Unfortunately, here I've hit a problem. Namely, mpmath is written with a single code-base that can run both Python 2 and Python 3 unmodified (this is not the recommended course of action usually, but mpmath didn't need to change much so I guess it makes sense). Normally, this is good, but SymPy will need to use 2to3 and this creates errors in SymPy. Why? One banal example is something like:
    from itertools import izip
 except ImportError:
     izip = zip
Now, when 2to3 runs on this it removes the "from itertools..." line and thus we get an error. This is just one simple case, but there are plenty of others. It's obvious that running 2to3 on compatible code is not going to produce the desired results. And this is where I'm stuck currently. 2to3 doesn't support skipping some directories, so I'll probably have to develop our "internal" script that will use lib2to3 directly. To do this, I've decided to first try to integrate automatic 2to3 into our, so that I'd have an idea on how it works. [As a side note, thanks to Lennart Regebro and Benjamin Peterson, who've helped me in this thread on the Python-porting mailing list when I asked how to speed up 2to3 -- using the latest version of it was particularly good advice as it provides ~40% speedup in my case]

Once mpmath is integrated properly, I'll be able to continue on porting SymPy itself. I feel like I'm on track with the timeline in my proposal, which would be a working SymPy by the midterm evaluations.

I'd also like to take a moment here to comment on the value of Tox. While porting yesterday, I encountered an error in a polys test. As mpmath is used heavily in this code, I thought it was something to do with the new version. Later, I realized it occurs in master too and quickly bisected it down. And this is where the trouble started, as no one could reproduce the error, with any combination of Python version, architecture, ground-types and cache used. Digging down deeper, we found that the hashes of some functions really were different for everyone, though it was just me getting the error. In the end, someone else confirmed it - Python 2.6, 64-bit, with python ground types (and only on Linux, I think).

The error itself was nasty - int(1) and long(1) do not have the same hash [EDIT: See Aaron's comment below for the details] (I was told similar problems occurred before as well). As the underlying hash was hashing lists of lists (possibly deeply nested), the fix was to convert it to tuples of tuples and then hash it. The patch was written by asmeurer, and the whole discussion can be found on the issue page (and the IRC logs from yesterday). The moral of the story? Use Tox! How else would we find something that only appears in such specific circumstances.

1 comment:

  1. Cool guide. You should put it on the wiki. I'm sure other people would find it useful.

    The problem wasn't that int(1) and long(1) don't have the same hash (they do in fact have the same hash, which is just 1). The problem was that one of the Poly classes was using something like repr(list_of_ints) in __hash__. But repr(int(1)) == "1", whereas repr(long(1)) == "1L", so the repr() values were different, and hence the hashes were different (even though the two objects were otherwise equal, and compared equal using ==). See issue 2472.
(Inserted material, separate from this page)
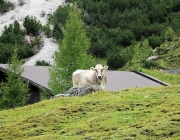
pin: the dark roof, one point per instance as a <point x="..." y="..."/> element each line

    And by the way, the previous problem we had related to doing "type(a) is int" instead of "type(a) in [int, long]". But it was something that only failed in certain combinations (it didn't fail in 64-bits because the number in question was small enough to be an int in 64-bits but had to be a long in 32-bits), so tox would have helped back then too. See issue 1946.

    And by the way, testing this release candidate would be a nightmare without tox. I'm really glad you helped me to set it up.